Pa and NJ’s medical marijuana regulations are very explicit. Each jurisdiction’s law requires a complete medical assessment, care and treatment of a patient’s debilitating medical condition. A physician must have an existing one-year patient relationship. The physician must continually assess the medical condition on it least four separate visits. Medical records must include a comprehensive medical history, review of all prior medical records, and be updated periodically.

The specific subset of medical conditions allowing for a medical marijuana prescription require both objective and subjective diagnosis prior to a medical marijuana card certification being properly medically certified. The physician’s certification must include statements that:

1) The patient is intolerant to conventional medical therapy; and
2) Suffers from at least one if not more of severe chronic pain, severe nausea vomiting, wasting syndrome, HIV and/or aids, MS, ALS, terminal cancer, IBS, Crohn’s, a terminal illness with less than 12 months to live, and any other medical condition or treatment approved by the department of health and Senior services by rule.

If a physician certifies as a patient for a medical marijuana card, that physician’s identifying information and medical diagnosis must appear on the patient’s medical marijuana card. The authorizing physician must have explicit patient conversations regarding the risk benefit analysis of medical marijuana.

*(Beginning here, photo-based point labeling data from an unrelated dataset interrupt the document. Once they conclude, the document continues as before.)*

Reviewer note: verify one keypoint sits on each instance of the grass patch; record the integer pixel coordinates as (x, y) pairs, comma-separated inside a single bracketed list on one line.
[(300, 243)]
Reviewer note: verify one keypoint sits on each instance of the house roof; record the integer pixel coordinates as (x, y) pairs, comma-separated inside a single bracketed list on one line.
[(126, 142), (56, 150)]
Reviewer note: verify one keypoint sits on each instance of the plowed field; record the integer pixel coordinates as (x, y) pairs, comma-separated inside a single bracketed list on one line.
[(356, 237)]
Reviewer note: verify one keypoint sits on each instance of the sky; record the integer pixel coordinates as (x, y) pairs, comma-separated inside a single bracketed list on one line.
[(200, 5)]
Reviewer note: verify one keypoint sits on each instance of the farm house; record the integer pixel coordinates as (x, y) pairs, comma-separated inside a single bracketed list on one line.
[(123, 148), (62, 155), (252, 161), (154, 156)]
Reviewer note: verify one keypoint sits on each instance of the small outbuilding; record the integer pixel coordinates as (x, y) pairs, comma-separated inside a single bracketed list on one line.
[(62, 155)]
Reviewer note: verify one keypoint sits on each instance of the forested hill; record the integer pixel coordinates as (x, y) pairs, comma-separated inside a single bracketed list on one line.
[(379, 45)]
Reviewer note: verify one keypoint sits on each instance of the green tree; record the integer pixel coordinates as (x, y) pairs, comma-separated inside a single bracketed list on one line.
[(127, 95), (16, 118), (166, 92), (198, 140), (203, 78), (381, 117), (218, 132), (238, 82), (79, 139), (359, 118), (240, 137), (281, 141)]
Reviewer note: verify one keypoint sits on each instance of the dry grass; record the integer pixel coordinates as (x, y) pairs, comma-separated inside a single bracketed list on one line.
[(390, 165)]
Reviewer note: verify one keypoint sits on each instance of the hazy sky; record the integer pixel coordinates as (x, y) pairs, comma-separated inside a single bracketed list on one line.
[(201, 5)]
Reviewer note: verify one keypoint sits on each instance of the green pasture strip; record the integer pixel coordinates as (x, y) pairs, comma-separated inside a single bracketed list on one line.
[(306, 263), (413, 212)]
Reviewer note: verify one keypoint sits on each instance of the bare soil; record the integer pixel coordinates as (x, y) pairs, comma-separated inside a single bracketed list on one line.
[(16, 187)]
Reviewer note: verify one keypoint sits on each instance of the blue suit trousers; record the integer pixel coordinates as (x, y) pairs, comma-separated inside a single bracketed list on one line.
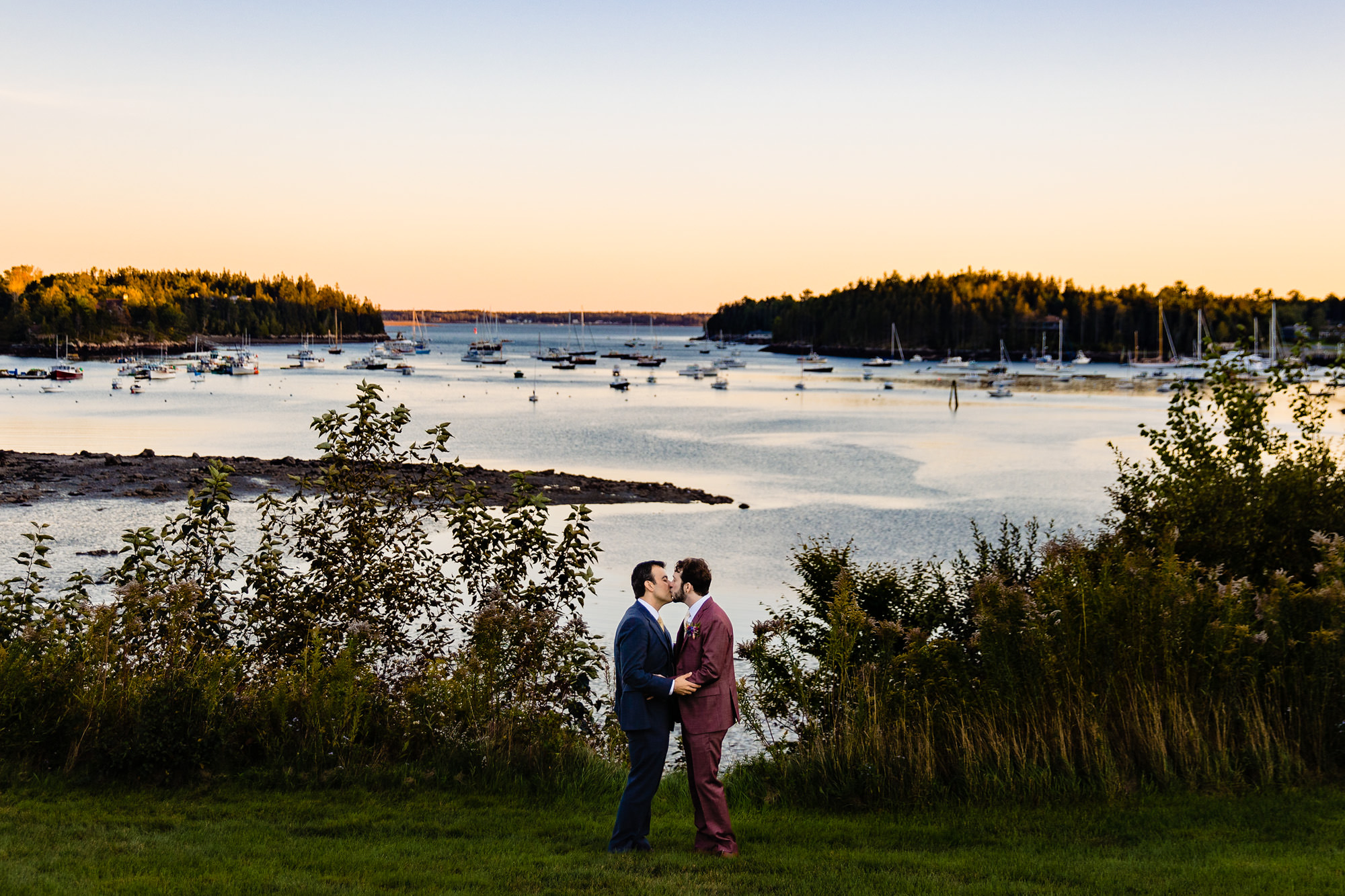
[(649, 751)]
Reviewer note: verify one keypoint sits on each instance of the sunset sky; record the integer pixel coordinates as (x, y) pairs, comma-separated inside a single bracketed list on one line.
[(676, 155)]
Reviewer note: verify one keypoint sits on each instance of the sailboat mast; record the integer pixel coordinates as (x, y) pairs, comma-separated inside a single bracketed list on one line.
[(1274, 334), (1160, 331)]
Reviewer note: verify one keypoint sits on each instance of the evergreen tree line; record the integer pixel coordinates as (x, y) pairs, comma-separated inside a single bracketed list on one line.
[(153, 306), (974, 310)]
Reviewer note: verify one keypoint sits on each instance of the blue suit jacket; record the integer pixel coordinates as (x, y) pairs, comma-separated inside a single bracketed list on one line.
[(644, 655)]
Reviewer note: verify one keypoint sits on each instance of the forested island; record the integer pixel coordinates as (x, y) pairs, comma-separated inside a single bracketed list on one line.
[(972, 311), (135, 307), (629, 318)]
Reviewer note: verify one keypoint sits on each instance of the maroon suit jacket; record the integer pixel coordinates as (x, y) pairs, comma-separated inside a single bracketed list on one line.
[(708, 654)]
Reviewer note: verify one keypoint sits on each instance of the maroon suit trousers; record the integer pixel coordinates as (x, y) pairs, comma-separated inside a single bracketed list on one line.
[(714, 830)]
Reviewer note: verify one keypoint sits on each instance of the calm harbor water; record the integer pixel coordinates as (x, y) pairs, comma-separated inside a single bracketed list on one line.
[(896, 473)]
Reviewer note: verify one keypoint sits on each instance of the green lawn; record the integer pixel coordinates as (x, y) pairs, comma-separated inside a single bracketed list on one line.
[(233, 840)]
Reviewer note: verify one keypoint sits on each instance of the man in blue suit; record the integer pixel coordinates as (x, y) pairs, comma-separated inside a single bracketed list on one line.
[(645, 692)]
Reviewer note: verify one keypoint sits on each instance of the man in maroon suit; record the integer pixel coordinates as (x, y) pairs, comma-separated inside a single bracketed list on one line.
[(704, 653)]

The physician’s written instructions need include:

1) the physician’s personal identifiers,

2) Appointments to see the patient at least once every three months; and

3) Anticipate review of the patient’s debilitating medical condition and potential progress of the medical condition.
New Jersey law requires physicians to remain alert for misuse or diversion. The physician must exercise extra care through monitoring, documentation, and consultation with an addiction medical specialist about substance-abuse concerns. The physician may consider patient agreements concerning medical and legal consequences of the misuse of medical marijuana.

The law requires physicians keep accurate and complete records of patient’s medical history, physical examination, and diagnosis of the debilitating medical condition in conjunction with symptoms and severity. The patient’s history and adverse reaction to conventional medical therapies warranting the use of medical marijuana must be included in the chart. Treatment plan objectives and evidence of informed consent are mandatory and available for periodic public review. This means patients waive their HIPPA rights for public regulatory review.

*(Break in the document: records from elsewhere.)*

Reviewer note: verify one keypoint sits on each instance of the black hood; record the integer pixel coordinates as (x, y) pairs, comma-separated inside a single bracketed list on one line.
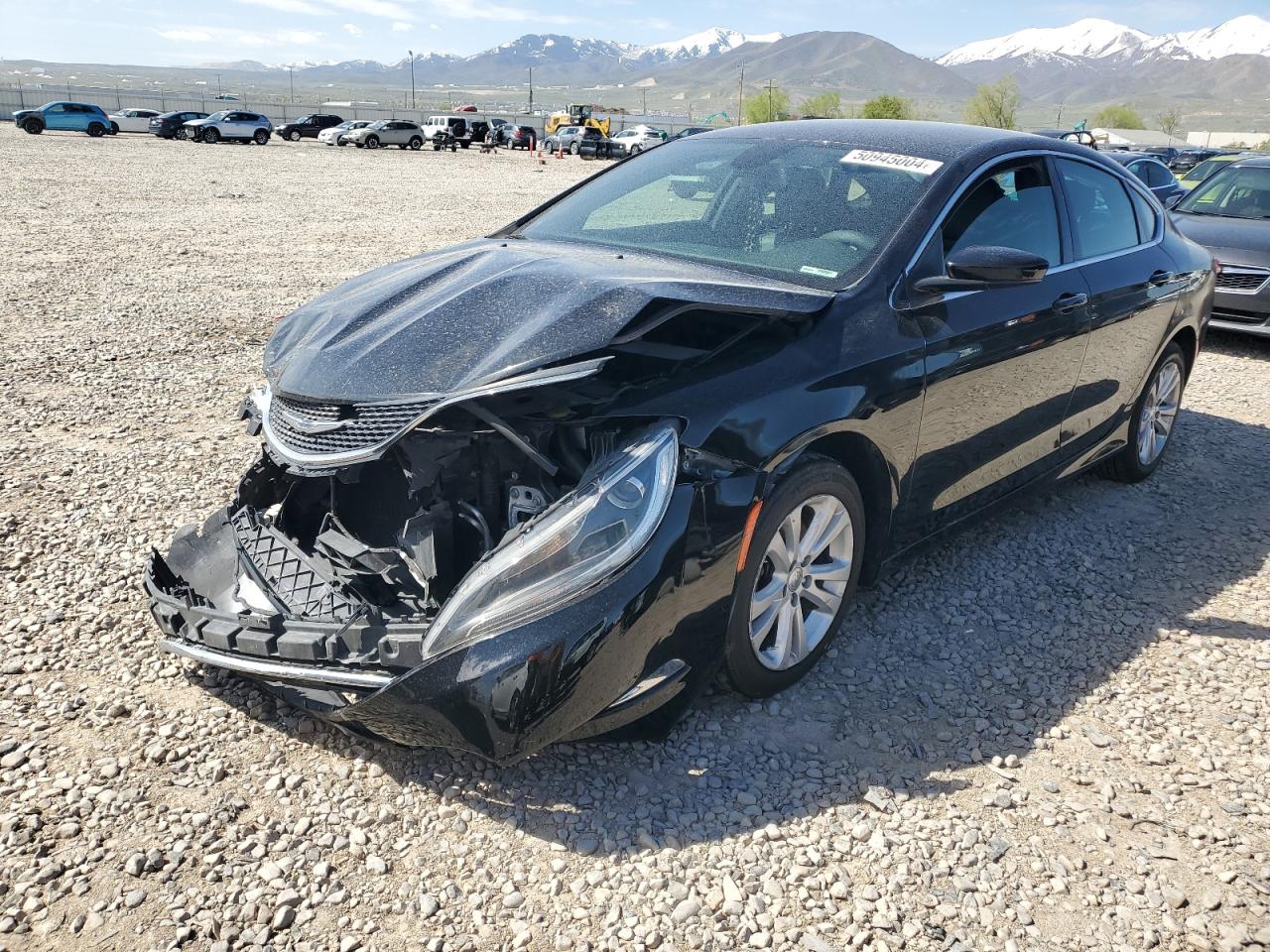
[(1230, 240), (481, 311)]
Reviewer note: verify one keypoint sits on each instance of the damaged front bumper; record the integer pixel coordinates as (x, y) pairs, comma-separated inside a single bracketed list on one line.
[(636, 644)]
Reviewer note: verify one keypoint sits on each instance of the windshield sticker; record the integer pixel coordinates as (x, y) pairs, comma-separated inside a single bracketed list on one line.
[(889, 160)]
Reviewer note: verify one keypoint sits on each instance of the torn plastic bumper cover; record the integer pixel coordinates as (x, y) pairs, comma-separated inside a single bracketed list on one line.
[(588, 667)]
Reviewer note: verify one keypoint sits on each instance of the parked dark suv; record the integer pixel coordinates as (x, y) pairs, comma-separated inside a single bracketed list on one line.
[(172, 125), (307, 127)]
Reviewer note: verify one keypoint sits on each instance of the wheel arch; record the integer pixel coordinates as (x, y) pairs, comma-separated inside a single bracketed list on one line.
[(874, 475)]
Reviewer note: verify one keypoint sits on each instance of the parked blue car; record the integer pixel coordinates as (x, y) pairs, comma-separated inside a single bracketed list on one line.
[(64, 117)]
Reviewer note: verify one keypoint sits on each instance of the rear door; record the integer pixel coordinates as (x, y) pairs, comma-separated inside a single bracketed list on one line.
[(1116, 235), (1001, 363)]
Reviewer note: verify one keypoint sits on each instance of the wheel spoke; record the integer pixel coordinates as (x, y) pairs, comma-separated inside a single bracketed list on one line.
[(798, 635), (833, 570)]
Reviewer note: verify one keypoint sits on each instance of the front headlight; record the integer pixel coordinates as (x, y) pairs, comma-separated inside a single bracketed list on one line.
[(584, 538)]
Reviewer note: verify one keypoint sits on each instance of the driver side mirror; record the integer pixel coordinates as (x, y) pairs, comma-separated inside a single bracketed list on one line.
[(984, 267)]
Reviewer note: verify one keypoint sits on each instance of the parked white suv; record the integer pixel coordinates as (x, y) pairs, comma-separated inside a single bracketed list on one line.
[(132, 119), (388, 132), (338, 135), (232, 126), (638, 139)]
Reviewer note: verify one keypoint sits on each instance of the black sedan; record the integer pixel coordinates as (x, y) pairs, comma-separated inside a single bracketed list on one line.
[(1152, 172), (1229, 214), (172, 125), (305, 127), (760, 365)]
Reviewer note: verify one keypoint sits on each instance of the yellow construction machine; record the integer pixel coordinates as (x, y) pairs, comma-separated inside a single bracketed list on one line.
[(576, 116)]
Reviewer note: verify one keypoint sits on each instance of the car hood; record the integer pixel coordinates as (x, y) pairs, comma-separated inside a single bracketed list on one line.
[(486, 309), (1232, 240)]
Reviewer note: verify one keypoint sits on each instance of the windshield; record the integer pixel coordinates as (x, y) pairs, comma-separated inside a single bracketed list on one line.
[(798, 211), (1237, 191)]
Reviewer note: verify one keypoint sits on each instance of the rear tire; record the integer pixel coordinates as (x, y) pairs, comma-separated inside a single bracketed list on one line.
[(795, 563), (1152, 421)]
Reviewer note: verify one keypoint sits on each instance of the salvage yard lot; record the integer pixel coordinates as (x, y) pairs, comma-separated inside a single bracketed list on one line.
[(1049, 733)]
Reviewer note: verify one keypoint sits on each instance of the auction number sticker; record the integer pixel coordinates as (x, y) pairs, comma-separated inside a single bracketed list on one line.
[(890, 160)]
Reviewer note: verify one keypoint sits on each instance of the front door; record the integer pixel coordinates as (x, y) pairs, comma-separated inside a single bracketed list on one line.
[(1001, 363)]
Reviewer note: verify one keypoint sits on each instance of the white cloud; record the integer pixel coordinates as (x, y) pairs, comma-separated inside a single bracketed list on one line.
[(493, 12), (388, 9), (289, 7), (186, 36)]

There is one significant difference between Pennsylvania and New jersey’s licensee disciplinary process. In New Jersey it is mandatory for medical professionals to cooperate with a Board investigation. Failure to cooperate is a separate grounds for disciplinary action. This is not the case in Pennsylvania.

New Jersey’s Medical Marijuana Act contains a separate and distinct physician duty to comply with Division of Consumer Affairs investigations regarding the certification and issuance of a medical marijuana cards. NJAC 13:45A-33. Failure to cooperate with any medical marijuana and investigation can subject the physician to disciplinary action pursuant to NJSA 45:1-21.

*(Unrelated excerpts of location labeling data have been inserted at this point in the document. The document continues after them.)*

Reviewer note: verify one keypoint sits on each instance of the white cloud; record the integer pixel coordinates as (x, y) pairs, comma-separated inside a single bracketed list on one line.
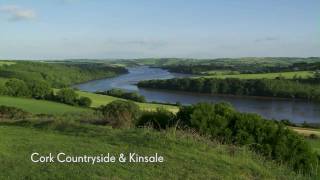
[(17, 13)]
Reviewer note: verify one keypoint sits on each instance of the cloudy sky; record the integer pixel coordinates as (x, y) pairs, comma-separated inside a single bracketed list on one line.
[(60, 29)]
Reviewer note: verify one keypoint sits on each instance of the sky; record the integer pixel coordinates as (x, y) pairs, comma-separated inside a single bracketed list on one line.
[(99, 29)]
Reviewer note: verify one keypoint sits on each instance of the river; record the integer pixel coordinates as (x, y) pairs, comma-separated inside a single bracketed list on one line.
[(296, 111)]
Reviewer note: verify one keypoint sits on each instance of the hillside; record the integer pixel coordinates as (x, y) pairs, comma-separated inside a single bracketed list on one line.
[(40, 106), (186, 156)]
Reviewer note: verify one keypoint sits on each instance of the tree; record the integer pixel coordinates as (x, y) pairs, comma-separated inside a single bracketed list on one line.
[(160, 119), (16, 87), (67, 96), (84, 102), (120, 114), (39, 89)]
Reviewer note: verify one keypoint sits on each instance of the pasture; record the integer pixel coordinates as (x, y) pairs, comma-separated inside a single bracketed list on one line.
[(40, 106), (179, 150)]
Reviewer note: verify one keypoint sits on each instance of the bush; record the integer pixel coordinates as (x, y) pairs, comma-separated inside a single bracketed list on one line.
[(272, 139), (39, 89), (12, 113), (120, 114), (67, 96), (84, 102), (125, 95), (18, 88), (160, 119)]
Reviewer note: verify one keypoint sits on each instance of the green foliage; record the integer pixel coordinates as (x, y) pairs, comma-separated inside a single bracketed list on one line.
[(41, 106), (59, 74), (39, 89), (67, 96), (186, 156), (272, 139), (12, 113), (254, 87), (125, 95), (120, 114), (160, 119), (16, 87), (84, 102)]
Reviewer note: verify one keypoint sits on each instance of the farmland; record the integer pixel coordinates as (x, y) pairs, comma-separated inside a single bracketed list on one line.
[(40, 106), (178, 149)]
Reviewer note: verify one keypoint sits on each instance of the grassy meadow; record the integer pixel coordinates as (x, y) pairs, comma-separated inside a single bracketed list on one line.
[(40, 106), (186, 156)]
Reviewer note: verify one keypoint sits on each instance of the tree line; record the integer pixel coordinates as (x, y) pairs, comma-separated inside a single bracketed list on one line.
[(281, 88), (200, 68), (221, 122), (59, 75), (134, 96)]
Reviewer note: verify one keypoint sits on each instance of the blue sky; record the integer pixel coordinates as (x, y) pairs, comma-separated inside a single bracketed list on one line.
[(61, 29)]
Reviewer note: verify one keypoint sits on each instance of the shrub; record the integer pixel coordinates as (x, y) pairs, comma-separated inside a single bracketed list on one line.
[(120, 114), (12, 113), (125, 95), (16, 87), (39, 89), (272, 139), (160, 119), (84, 101), (67, 96)]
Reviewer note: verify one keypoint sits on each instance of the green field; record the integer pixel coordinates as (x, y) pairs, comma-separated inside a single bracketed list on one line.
[(287, 75), (185, 156), (2, 81), (6, 63), (40, 106), (98, 100)]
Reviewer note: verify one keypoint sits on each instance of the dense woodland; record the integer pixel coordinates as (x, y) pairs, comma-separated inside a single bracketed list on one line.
[(311, 64), (221, 122), (134, 96), (58, 74), (258, 87)]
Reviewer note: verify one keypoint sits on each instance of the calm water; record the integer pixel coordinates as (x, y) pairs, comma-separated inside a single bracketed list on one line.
[(296, 111)]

New Jersey’s MMA law parallels Pennsylvania’s MMA with substantially similar record keeping, certification, and compliance regulations. I have written numerous times about sting operations and Attorney General investigations sending fake patients to targeted doctors. Doctors who fail to comply with the stringent regulatory steps and issue medical marijuana cards willy-nilly are easily discovered and prosecuted.

Dr. Anzalone, who branded himself Dr. Marijuana placed a target on his medical practice. He asked for a state board investigation. He fell into trap the law was specifically designed; to catch stupid doctors exploiting a new revenue stream without a medical basis at the expenses of sick and injured patients. While Dr. Marijuana may have made a little bit of money in the short run, his medical license is now been emergently suspended.